Losses at online retailer #flipkart‘s wholesale arm Flipkart India Private Limited have more than doubled, as the company invests in growing its topline aggressively.
According to a report in Mint, the company reported a loss of Rs 281.7 crore in the year ended March, up from Rs 109.9 cr last year.
Flipkart has a revenue of Rs 1,366 cr up more than 5x as compared to revenues of Rs 265.6 cr last year. Flipkart’s cash balance went down to Rs 166.2 cr, from Rs 236 cr last year, the financial daily reported.
The e-commerce firm was valued at $1.6 bn in July, when South African media conglomerate Naspers made an investment in the company. Naspers paid $140 mn for 8.6% in Flipkart in July.
The Flipkart Context
Flipkart is one of the few billion dollar startups that have come out of India in the recent years.

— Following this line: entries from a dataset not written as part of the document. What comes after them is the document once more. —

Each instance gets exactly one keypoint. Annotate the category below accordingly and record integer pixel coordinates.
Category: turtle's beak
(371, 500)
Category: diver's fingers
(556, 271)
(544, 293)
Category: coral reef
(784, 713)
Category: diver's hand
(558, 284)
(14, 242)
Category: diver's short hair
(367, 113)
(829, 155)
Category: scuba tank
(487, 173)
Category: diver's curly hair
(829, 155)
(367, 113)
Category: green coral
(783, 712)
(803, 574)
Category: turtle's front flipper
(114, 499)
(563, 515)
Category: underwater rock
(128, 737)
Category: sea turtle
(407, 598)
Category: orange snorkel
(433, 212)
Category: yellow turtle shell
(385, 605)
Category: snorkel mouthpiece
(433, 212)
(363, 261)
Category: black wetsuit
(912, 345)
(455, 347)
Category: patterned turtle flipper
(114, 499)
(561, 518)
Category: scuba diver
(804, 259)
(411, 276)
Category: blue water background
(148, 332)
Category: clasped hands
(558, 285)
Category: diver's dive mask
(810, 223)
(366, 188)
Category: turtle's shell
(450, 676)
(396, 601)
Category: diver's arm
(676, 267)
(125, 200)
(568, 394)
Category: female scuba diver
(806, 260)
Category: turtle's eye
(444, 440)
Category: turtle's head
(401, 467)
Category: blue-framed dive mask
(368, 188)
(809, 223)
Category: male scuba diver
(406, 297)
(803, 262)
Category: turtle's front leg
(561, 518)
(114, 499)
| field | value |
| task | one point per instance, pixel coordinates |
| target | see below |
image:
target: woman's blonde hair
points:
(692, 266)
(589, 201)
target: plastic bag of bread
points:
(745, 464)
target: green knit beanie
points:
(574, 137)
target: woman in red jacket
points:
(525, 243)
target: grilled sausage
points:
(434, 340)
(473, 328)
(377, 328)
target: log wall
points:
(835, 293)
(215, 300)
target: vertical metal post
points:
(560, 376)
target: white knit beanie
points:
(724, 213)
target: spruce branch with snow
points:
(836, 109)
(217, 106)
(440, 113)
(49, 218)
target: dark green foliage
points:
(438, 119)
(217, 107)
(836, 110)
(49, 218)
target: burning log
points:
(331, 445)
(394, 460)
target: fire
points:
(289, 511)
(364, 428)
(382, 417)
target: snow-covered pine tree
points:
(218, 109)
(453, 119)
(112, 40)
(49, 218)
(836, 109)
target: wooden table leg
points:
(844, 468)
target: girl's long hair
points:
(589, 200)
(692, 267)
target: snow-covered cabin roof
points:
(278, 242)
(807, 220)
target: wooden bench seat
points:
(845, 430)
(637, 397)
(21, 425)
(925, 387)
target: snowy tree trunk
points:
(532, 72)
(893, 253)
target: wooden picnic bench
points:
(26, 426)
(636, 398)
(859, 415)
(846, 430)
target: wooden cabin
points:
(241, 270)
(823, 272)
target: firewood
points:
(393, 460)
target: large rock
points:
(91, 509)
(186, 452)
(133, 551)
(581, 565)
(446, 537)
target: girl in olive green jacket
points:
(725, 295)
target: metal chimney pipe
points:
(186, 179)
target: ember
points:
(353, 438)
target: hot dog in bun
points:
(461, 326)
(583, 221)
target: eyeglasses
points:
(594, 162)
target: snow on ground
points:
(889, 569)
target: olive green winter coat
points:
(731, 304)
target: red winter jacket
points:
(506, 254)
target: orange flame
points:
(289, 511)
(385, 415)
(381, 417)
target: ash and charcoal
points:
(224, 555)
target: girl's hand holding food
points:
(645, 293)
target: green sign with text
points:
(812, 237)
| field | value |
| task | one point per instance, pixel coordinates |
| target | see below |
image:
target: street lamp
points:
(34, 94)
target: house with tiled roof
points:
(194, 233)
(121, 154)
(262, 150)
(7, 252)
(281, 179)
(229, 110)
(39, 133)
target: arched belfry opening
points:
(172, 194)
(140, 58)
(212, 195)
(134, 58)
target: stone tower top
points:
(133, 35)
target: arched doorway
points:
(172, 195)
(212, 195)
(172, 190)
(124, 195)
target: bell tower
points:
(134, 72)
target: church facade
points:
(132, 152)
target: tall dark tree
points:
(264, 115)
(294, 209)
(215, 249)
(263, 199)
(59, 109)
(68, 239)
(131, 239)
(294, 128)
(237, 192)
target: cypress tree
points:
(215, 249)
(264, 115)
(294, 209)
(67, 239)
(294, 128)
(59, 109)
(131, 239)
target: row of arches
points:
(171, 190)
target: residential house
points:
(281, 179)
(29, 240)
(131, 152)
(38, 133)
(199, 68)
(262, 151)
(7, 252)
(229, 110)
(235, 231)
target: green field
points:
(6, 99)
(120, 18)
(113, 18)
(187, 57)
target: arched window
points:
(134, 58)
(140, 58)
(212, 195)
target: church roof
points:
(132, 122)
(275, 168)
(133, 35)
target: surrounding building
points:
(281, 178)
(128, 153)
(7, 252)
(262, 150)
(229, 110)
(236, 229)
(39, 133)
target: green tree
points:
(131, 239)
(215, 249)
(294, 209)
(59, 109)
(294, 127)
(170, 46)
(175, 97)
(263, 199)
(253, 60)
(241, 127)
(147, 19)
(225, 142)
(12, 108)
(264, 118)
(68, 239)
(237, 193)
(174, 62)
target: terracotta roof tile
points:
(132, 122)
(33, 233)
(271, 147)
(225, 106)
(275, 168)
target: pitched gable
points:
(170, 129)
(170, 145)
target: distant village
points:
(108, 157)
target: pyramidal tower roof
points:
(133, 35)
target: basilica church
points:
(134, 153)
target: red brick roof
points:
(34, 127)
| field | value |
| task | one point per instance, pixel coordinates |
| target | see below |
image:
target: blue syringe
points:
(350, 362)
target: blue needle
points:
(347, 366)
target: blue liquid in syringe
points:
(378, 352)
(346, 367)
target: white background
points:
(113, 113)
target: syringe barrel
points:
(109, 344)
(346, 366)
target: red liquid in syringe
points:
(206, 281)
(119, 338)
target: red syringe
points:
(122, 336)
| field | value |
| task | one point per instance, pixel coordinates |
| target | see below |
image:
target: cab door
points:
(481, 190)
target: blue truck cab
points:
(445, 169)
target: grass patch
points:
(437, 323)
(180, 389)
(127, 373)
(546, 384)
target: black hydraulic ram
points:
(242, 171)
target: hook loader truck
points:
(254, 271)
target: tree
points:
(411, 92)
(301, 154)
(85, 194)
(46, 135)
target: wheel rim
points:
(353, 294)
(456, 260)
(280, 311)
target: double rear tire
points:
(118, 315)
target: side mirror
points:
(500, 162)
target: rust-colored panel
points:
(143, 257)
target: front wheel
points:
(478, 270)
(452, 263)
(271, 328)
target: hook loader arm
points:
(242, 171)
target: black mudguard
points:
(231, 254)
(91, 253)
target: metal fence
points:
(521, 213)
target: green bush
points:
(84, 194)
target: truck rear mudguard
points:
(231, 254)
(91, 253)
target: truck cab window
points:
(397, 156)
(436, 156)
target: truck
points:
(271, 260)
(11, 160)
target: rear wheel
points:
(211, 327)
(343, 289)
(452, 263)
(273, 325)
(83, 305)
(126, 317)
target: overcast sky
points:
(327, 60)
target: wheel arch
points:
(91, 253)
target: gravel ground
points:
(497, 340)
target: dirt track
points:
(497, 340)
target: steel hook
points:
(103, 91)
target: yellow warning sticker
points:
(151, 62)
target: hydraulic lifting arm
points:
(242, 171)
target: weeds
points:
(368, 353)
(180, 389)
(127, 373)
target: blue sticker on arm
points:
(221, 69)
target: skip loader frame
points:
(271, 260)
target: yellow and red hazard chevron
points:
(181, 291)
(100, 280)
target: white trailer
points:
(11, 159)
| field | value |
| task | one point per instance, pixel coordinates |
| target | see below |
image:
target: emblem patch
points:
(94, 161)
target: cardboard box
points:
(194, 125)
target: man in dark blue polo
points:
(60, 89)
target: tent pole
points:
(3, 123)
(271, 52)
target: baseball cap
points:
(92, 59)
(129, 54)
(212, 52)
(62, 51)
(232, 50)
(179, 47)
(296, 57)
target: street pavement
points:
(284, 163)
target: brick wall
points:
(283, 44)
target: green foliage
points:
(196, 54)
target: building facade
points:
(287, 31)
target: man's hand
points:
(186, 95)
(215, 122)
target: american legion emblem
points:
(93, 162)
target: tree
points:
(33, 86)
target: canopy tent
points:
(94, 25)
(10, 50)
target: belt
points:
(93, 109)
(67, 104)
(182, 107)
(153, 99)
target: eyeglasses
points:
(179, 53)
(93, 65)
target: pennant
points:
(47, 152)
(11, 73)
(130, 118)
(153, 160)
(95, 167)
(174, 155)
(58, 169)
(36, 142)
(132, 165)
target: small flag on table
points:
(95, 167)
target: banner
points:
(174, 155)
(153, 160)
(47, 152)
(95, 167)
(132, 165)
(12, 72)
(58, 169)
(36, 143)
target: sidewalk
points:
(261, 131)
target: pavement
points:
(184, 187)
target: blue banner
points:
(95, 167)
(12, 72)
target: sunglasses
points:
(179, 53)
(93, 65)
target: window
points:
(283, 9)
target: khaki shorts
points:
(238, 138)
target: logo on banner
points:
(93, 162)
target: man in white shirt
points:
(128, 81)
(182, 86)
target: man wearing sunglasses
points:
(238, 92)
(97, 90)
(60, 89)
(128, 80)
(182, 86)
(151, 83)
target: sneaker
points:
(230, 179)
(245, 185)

In October, the Indian e-commerce company announced that it raised another $160 million to add to its previous round of funding. The Dragoneer Investment Group, Morgan Stanley Investment Management, Sofina and Vulcan Capital and Tiger Global have participated in the round.
The company had raised $200 mn in July from existing investors including Tiger Global, Naspers, Accel Partners and ICONIQ Capital. Earlier, Flipkart had raised $150 mn from Accel Partners and Tiger Global.
The company has set a target of reaching $1 bn in gross merchandise sales by 2015.